Data Foundations
Walled gardens and the pixel
Section titled “Walled gardens and the pixel”Platforms like Meta don’t share granular audience lists with anyone. Instead, they operate as walled gardens: they know who their users are and how they behave, but that intelligence stays inside the platform. The mechanism that bridges a brand’s website and Meta’s audience data is the pixel: a small tracking code placed on the client’s website. (This is exactly why the platforms guard their data so closely: out of the hundreds of millions who follow a star like Virat Kohli, an advertiser would love to single out just the few thousand most likely to actually buy, but that targeting power stays inside the walls, so you reach the audience through the platform, not around it.)
When a visitor arrives from Meta, the pixel records their journey: which pages they visited, what actions they took, whether they booked a test drive, submitted a lead form, or just browsed. This lets Meta classify visitors into categories like window shoppers (people who skim but don’t act) versus serious buyers (people who follow the high-signal path, on a carmaker’s site like Mercedes: build-a-car → submit a lead form → book a test drive). Based on these patterns, Meta can then optimize ad delivery to find more people likely to follow the same high-signal path.
Custom audiences
Section titled “Custom audiences”A custom audience is a seed list uploaded directly to the ad platform: phone numbers, email addresses, or pixel data that the client already has. This data is uploaded to the platform (Meta, Snapchat, TikTok), not to Consumr.AI. Consumr.AI never handles first-party client data directly; clients upload it themselves, which keeps the workflow privacy-safe and compliant.
The platform matches the uploaded list to its own user base and returns the matching audience for targeting.
Lookalike audiences
Section titled “Lookalike audiences”Once a custom audience exists, the platform can bloat it into a much larger audience of people with similar behaviors. This is a lookalike audience. The platform lets you choose how broad to go, typically in 1% increments of the total platform population. Narrower percentages (1%) are tighter behavioral matches; wider ones trade precision for reach.
A client with 80,000 store visitors can upload that list, and the platform will identify people who behave like those 80,000 across hundreds of millions of users. Consumr.AI can then pull behavior reports from those lookalike audiences to understand the broader cohort.
Audience network, publishers, and retargeting
Section titled “Audience network, publishers, and retargeting”Beyond the core platform, ads can be served through the audience network: a collection of third-party websites and apps that allow the platform’s ads to appear on their pages. A shoe you looked at on one site follows you across the web because the pixel identified you, added you to a retargeting audience, and the network serves you relevant ads wherever you go.
Product tags extend this further: if you buy a PS5, you can be added to a games audience, and the ads you see progressively narrow, from all games to action games, from action games to specific titles, because each click adds a new behavioral tag.
Interest sources: briefs, Meta, Snapchat, TikTok
Section titled “Interest sources: briefs, Meta, Snapchat, TikTok”Every major platform maintains its own interest taxonomy. When a client writes a brief describing their customers, Consumr.AI’s models translate that description into the matching interest categories on Meta, Snapchat, TikTok, and others. The client doesn’t need to know the platform’s taxonomy; the brief bridges human language and platform inputs.

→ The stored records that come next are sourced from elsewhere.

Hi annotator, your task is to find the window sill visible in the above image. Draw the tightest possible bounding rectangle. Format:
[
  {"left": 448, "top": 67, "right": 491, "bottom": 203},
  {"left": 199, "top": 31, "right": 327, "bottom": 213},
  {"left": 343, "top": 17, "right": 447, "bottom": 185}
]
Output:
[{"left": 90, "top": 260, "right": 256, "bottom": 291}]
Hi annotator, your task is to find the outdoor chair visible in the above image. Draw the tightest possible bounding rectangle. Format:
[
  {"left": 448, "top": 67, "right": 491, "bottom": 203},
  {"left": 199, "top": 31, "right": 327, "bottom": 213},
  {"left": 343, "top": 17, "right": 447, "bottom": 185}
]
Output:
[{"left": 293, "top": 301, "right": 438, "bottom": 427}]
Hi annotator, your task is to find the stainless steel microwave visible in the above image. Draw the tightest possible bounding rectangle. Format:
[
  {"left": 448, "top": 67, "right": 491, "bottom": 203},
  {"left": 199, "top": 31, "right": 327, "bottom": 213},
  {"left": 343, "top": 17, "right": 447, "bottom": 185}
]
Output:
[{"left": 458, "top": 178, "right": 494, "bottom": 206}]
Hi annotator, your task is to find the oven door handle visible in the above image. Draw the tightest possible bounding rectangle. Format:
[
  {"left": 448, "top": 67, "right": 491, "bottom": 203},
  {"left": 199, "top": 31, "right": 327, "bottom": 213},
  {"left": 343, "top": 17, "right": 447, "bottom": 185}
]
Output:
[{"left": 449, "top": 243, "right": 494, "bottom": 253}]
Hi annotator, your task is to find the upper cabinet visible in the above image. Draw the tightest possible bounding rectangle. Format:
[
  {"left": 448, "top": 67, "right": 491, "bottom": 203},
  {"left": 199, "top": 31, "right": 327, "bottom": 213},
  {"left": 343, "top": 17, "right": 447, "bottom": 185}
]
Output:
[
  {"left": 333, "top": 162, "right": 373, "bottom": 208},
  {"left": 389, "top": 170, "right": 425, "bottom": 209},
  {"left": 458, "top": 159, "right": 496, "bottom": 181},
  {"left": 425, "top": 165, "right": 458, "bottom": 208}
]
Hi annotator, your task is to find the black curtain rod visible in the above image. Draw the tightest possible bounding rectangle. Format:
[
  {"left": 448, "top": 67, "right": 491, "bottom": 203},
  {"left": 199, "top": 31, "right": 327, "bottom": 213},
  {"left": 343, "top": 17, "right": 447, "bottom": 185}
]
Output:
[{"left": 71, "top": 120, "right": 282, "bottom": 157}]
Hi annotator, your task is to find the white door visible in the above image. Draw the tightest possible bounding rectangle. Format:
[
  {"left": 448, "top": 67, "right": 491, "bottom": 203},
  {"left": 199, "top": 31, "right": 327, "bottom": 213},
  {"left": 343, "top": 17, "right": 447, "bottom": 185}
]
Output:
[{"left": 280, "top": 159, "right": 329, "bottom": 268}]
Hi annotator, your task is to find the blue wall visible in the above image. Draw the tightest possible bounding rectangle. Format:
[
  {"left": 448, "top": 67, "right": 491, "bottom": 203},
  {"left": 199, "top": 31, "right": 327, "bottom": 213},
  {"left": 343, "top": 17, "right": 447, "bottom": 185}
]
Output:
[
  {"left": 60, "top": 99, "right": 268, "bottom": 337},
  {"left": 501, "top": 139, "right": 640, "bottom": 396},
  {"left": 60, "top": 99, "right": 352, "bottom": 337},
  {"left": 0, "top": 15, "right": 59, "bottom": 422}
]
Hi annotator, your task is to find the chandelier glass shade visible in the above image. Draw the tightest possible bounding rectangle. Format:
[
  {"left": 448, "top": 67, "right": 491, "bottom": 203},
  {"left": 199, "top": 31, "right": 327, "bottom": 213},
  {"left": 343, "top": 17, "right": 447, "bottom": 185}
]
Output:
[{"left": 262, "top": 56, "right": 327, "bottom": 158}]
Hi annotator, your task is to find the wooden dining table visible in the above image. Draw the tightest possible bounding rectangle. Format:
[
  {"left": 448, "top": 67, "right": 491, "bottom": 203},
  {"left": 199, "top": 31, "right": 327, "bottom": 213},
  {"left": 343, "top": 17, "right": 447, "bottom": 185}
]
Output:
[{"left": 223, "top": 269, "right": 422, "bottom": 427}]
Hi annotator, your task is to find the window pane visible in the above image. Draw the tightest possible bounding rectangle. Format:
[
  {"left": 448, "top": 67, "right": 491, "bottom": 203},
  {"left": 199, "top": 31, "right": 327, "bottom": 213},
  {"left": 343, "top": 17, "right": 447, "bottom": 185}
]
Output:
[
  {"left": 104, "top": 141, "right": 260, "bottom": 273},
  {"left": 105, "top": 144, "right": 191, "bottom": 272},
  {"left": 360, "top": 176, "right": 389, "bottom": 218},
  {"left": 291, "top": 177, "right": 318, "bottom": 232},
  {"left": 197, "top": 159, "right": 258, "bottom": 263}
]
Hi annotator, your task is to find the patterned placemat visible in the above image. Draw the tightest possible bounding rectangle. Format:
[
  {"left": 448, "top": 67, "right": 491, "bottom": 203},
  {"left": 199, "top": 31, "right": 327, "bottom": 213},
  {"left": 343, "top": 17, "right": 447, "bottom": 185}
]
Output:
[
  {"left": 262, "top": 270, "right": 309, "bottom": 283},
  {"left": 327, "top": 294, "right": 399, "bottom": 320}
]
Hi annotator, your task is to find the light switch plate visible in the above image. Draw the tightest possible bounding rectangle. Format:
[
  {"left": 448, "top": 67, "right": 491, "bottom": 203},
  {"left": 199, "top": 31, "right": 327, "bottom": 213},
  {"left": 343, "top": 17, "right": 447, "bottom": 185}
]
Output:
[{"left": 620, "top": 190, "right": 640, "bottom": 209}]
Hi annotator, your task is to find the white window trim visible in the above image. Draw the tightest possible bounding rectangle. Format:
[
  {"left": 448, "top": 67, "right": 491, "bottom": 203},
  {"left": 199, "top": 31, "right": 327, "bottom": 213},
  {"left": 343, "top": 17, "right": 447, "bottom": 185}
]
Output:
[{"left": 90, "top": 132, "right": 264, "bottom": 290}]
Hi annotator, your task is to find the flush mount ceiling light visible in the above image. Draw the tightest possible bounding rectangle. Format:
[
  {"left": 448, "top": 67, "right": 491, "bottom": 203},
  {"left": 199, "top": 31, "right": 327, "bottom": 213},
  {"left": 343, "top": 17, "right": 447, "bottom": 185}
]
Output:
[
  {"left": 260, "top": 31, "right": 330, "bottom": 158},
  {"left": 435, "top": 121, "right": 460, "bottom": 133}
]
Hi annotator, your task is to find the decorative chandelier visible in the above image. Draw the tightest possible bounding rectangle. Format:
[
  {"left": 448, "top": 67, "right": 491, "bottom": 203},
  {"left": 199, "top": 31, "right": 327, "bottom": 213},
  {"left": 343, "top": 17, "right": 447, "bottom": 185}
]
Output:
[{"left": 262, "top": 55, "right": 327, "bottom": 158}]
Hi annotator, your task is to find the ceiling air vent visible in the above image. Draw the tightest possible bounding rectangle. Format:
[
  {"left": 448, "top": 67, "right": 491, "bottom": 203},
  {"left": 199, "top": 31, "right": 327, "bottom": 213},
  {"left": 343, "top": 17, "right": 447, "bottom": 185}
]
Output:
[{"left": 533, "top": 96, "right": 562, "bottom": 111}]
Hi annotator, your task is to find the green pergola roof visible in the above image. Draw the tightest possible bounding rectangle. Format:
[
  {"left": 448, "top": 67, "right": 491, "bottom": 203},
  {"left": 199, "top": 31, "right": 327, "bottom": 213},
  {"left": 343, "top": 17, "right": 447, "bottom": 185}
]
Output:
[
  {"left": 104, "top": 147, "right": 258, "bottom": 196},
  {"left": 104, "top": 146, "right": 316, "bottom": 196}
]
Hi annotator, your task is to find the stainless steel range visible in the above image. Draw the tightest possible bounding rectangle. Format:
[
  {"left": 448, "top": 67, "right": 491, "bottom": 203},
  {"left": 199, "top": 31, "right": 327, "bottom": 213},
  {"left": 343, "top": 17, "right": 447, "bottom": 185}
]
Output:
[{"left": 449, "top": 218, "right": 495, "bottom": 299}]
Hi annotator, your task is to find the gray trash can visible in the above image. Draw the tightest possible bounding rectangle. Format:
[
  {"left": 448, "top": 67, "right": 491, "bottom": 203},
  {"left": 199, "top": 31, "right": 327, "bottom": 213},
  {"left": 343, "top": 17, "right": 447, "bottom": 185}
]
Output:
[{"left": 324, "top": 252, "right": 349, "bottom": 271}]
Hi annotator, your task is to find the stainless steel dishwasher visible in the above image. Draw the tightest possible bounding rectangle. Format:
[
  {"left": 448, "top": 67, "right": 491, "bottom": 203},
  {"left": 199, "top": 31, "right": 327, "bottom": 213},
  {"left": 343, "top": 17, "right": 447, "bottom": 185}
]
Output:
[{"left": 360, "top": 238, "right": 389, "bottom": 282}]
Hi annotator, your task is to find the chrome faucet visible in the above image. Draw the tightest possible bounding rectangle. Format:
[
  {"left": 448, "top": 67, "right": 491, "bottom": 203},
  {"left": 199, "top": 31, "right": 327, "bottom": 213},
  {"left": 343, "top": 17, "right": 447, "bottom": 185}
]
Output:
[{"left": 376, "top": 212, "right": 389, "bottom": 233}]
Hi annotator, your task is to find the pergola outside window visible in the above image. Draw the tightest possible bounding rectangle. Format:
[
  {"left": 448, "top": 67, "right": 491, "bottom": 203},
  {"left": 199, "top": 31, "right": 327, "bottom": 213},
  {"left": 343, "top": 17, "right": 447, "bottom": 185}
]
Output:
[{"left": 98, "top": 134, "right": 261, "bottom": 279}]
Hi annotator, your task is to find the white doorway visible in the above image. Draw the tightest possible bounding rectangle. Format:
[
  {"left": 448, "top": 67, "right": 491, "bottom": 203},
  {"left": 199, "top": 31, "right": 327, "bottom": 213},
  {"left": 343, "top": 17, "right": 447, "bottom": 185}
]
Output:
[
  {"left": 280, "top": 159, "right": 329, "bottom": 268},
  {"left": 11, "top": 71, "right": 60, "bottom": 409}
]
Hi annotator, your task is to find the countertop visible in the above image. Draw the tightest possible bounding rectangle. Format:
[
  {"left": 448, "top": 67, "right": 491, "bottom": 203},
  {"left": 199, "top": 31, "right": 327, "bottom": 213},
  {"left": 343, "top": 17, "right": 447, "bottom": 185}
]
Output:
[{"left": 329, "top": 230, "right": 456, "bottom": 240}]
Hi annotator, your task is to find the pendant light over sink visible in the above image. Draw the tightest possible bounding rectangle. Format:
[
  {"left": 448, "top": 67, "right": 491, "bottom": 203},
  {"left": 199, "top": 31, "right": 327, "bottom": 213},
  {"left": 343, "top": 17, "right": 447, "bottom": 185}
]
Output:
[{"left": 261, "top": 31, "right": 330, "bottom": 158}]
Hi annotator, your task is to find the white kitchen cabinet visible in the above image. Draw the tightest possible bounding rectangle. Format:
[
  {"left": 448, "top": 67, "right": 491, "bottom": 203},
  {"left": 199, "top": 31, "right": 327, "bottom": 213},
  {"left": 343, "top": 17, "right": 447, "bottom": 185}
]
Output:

Coverage reality: Meta as population
Section titled “Coverage reality: Meta as population”Meta’s reach covers roughly 60–70% of the US population across Facebook, Instagram, and WhatsApp. This is not a sample; it is the population for a given cohort. When Consumr.AI pulls data on a defined audience, the resulting cohort represents real behavioral patterns at scale, not an approximation from a small survey.
This coverage figure also creates a denominator mismatch that matters for surveys: the 60–70% figure means that a cohort of, say, 80 million on Meta might represent 150 million in the real world. Handling that gap is the job of extrapolation. See the Respondents & Extrapolation page for how ACS/census data is used to correct for this.
RFM as a seeding method
Section titled “RFM as a seeding method”One common way to build strong custom audiences is by segmenting a client’s existing database using RFM: Recency, Frequency, Monetary value. Clients classify their customers into high/mid/low tiers on each dimension and upload those segments as separate custom audiences. Consumr.AI can then build lookalikes from each RFM tier and compare their behavior reports, revealing, for example, whether a high-monetary-value cohort has meaningfully different interests than a low-frequency one.
RFM is a seeding method, not a segment taxonomy. Full treatment of RFM as a statistical concept lives in the Statistics section.